The Seventh Circuit Court of Appeals on Tuesday affirmed Solomon’s seven-year prison sentence, rejecting his argument that the punishment is “substantively unreasonable” because he received more time than Byrd-Bennett and denying his request for a new sentencing hearing.
“The district court is required by statute to tailor its sentence to the particular defendant before it,” the appeals court wrote in its 12-page decision.
“And as soon as we look at the specifics, it is apparent that all things are not equal. Byrd-Bennett cooperated, and Solomon did not (at least in any meaningful way). Disparate cooperation warrants disparate sentencing.”
Solomon and fellow SUPES co-owner Thomas Vranas initially faced more than 20 counts each of bribery and mail and wire fraud in their scheme to steer millions of dollars’ worth of CPS contracts to their company. Prosecutors claimed the men knew that Byrd-Bennett, then the head of CPS, would receive a cut of each contract steered to SUPES – a principal development firm where Byrd-Bennett had worked before moving on to CPS.
Byrd-Bennett pleaded guilty to one count of wire fraud and was sentenced last spring to 4.5 years in prison. In her role as CEO of the country’s third-largest school district, Byrd-Bennett was the key figure in the scandal, but prosecutors painted Solomon as the mastermind.

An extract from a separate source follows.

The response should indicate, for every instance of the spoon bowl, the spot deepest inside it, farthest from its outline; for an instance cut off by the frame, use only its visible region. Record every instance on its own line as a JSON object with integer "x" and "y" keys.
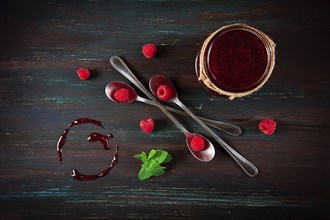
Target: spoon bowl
{"x": 205, "y": 155}
{"x": 159, "y": 80}
{"x": 112, "y": 87}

Solomon also pleaded guilty to one count of wire fraud in 2016, but only after Byrd-Bennett began cooperating with the FBI. In his argument to the appeals court, Solomon correctly noted that Byrd-Bennett had deleted emails and lied in her initial statements to investigators, aiming to minimize her own involvement in the scheme. But her eventual cooperation led to her co-defendants later pleading guilty.
During sentencing, Solomon’s attorneys also disagreed with prosecutors over the scope of the fraud scheme. Prosecutors said Byrd-Bennett used her influence to ensure SUPES received two extremely valuable contracts: one worth about $2.5 million – which was awarded within two weeks of her taking over as CEO – and a second worth $20.5 million.
Solomon’s attorneys argued that his agreement with Byrd-Bennett “reached only the first of the two contracts SUPES received,” meaning their client earned about $500,000 through this arraignment, as opposed to the $2.9 million the state was alleging.
Solomon again raised this issue in his appeal, arguing that it significantly increased his sentencing guideline calculation. The appeals court disagreed.
“Though Solomon will pay a heavy price for his role in this seamy business, his sentence is based on a properly supported assessment of the scope of his criminal agreement,” the appeals court wrote. “The court’s decision to impose a harsher sentence on him than it did on Byrd-Bennett also has ample support in the record; Solomon’s sentence is not substantively unreasonable.”